La cromatografía en columna es quizás el método más general, utilizado para la separación, a la vez
que para la purificación, de diferentes compuestos orgánicos que se encuentren en estado sólido o
líquido.
En este tipo de cromatografía, la fase estacionaria utilizada, es decir, el absorbente, se coloca en el
interior de una columna de vidrio, la cual finaliza con una llave para controlar el paso de sustancias
al exterior de la columna. La fase estacionaria se impregna con el eluyente o fase móvil.
Seguidamente la mezcla orgánica que nos interesa separar la depositamos por la parte superior de la
fase estacionaria, y así la fase móvil podrá ir atravesando el sistema.

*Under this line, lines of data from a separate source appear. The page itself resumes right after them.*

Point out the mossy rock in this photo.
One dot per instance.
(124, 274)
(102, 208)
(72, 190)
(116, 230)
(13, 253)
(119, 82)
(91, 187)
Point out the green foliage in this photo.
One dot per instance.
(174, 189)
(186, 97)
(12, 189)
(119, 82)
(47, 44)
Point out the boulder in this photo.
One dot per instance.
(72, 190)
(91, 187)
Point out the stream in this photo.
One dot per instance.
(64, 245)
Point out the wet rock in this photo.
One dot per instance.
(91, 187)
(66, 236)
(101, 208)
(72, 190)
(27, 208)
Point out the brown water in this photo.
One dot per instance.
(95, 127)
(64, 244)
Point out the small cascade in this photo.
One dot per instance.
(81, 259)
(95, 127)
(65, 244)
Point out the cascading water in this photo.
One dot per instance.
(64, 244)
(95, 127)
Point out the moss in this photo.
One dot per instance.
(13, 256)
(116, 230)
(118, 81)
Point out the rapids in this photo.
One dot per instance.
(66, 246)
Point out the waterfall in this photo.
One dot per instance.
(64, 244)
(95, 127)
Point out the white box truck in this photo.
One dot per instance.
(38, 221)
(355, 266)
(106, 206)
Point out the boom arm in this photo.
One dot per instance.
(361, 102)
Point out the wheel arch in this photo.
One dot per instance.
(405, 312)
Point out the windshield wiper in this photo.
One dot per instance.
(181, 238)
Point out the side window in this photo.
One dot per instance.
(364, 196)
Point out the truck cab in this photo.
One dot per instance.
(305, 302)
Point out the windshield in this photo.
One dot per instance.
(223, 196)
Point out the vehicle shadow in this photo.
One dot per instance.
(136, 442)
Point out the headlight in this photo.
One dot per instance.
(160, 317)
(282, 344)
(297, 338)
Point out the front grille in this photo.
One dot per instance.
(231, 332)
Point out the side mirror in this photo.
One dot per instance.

Los compuestos que se encuentran disueltos en la fase móvil, poco a poco saldrán de la columna
cromatográfica, y se recogen en fracciones. Las fracciones menos polares, que son por lo general las
que se retienen poco o nada en el absorbente, serán las primeras en salir de la columna. En cambio,
las sustancias más polares, quedan retenidas por más tiempo en el absorbente, y a menudo es
necesario el uso de diferentes disolventes con la finalidad de incrementar su polaridad para que sean
arrastradas por estos.
El tiempo que se necesita para hacer fluir un compuesto por la columna, se conoce con el nombre de
tiempo de retención. Este tiempo varía, siendo característico de cada compuesto en una condiciones
cromatográficas determinadas, que varían según el absorbente usado, el disolvente, la presión, el
diámetro que tenga la columna utilizada, etc.

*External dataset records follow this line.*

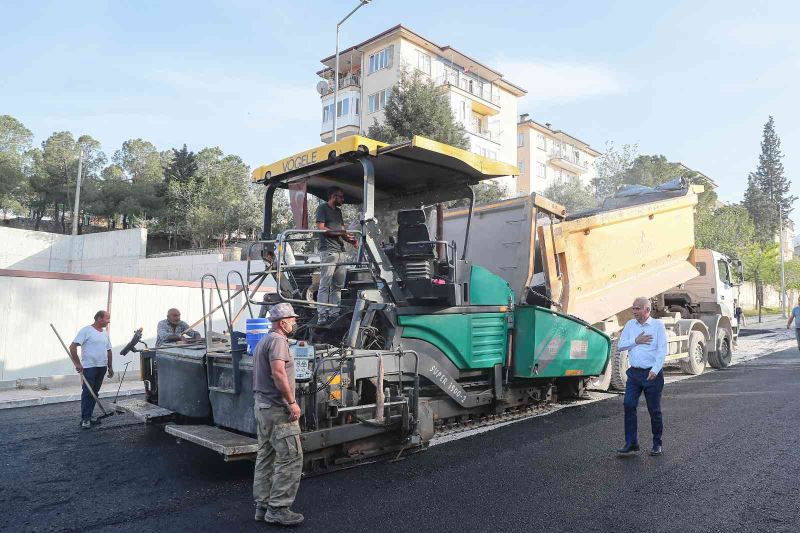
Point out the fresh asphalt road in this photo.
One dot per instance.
(732, 442)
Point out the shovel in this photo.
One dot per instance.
(106, 413)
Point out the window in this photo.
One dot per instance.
(701, 267)
(381, 59)
(377, 101)
(343, 107)
(327, 113)
(424, 62)
(724, 275)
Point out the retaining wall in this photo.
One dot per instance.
(33, 300)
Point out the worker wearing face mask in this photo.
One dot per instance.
(279, 462)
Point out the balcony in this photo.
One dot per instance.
(569, 160)
(351, 80)
(487, 96)
(489, 135)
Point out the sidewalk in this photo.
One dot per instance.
(767, 322)
(27, 397)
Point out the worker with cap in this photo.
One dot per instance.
(279, 462)
(173, 329)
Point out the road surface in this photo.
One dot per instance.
(732, 442)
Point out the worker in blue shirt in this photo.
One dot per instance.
(645, 339)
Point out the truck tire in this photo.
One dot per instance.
(721, 358)
(603, 381)
(619, 367)
(696, 362)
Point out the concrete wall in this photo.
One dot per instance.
(28, 347)
(747, 296)
(115, 252)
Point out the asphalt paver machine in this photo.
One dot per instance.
(425, 339)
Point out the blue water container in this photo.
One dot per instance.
(256, 329)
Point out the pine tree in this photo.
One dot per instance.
(416, 107)
(767, 188)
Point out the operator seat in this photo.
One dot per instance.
(416, 259)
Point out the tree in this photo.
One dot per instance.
(15, 141)
(182, 166)
(140, 161)
(417, 107)
(571, 193)
(611, 166)
(728, 230)
(761, 265)
(766, 197)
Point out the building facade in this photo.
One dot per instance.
(482, 100)
(546, 156)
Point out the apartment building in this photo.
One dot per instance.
(546, 155)
(481, 98)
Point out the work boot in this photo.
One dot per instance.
(657, 450)
(628, 449)
(283, 516)
(260, 512)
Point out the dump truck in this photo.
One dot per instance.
(426, 339)
(592, 264)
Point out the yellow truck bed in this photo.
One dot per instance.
(592, 266)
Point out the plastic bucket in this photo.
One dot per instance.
(256, 328)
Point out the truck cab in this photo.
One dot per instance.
(712, 291)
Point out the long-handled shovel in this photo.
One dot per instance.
(106, 413)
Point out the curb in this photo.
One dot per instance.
(63, 398)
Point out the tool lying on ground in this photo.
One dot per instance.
(106, 412)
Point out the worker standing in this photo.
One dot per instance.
(173, 329)
(796, 317)
(645, 339)
(331, 248)
(279, 462)
(94, 360)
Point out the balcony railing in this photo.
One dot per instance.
(483, 90)
(485, 134)
(351, 80)
(570, 156)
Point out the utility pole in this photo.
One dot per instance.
(783, 277)
(77, 195)
(336, 68)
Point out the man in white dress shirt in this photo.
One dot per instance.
(645, 339)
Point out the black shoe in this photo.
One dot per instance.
(283, 516)
(656, 450)
(628, 449)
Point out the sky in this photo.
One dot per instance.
(695, 81)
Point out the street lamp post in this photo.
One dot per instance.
(783, 277)
(336, 67)
(77, 195)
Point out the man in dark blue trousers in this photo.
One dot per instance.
(645, 339)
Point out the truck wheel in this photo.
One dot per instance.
(619, 366)
(696, 362)
(722, 357)
(603, 381)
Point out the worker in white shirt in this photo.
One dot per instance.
(95, 359)
(645, 340)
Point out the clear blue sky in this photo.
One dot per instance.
(692, 80)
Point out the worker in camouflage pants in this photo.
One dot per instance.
(279, 462)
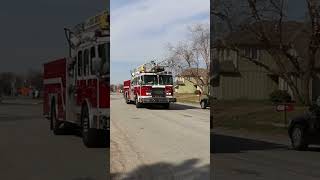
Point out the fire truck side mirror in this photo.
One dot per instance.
(96, 62)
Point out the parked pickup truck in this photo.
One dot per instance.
(305, 129)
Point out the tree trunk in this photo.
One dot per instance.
(301, 94)
(305, 88)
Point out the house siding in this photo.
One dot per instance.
(251, 83)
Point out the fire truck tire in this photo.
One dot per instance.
(138, 105)
(92, 138)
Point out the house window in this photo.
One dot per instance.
(254, 53)
(92, 56)
(247, 52)
(251, 53)
(86, 62)
(80, 63)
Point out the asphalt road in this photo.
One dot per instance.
(156, 144)
(244, 156)
(29, 151)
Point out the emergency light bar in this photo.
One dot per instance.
(98, 22)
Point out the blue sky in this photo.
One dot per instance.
(32, 31)
(141, 30)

El absorbente mayormente utilizado para las cromatografías en columna, es el gel de sílice. A
veces, en sustitución del gel de sílice, cuando éste es incompatible con la mezcla a cromatografiar,
se utilizan la alúmina o el florisil (silicato magnésico). La cromatografía en columna puede
realizarse por gravedad o a media presión. Cuando se realiza a media presión, se conecta la cabeza
de la columna a un compresor o a una línea de aire comprimido.La medida de las partículas de gel
de sílice para realizar las cromatografías a media presión debe ser más pequeñas que en el caso de la
cromatografía por gravedad. Si en la cromatografía por gravedad utilizásemos un gel de sílice con
un tamaño de partículas más pequeñas, no se produciría elución, pues se impediría el flujo del
disolvente. Pero en cambio, si aplicamos presión, entonces debido a la fuerza si se produciría la
elución por el disolvente.
A causa de la disminución del tamaño de las partículas del absorbente, se produce una separación
más eficaz. Generalmente la cromatografía a media presión, produce mejores resultados que la
cromatografía por gravedad, y además, al ser más rápida, es la más utilizada.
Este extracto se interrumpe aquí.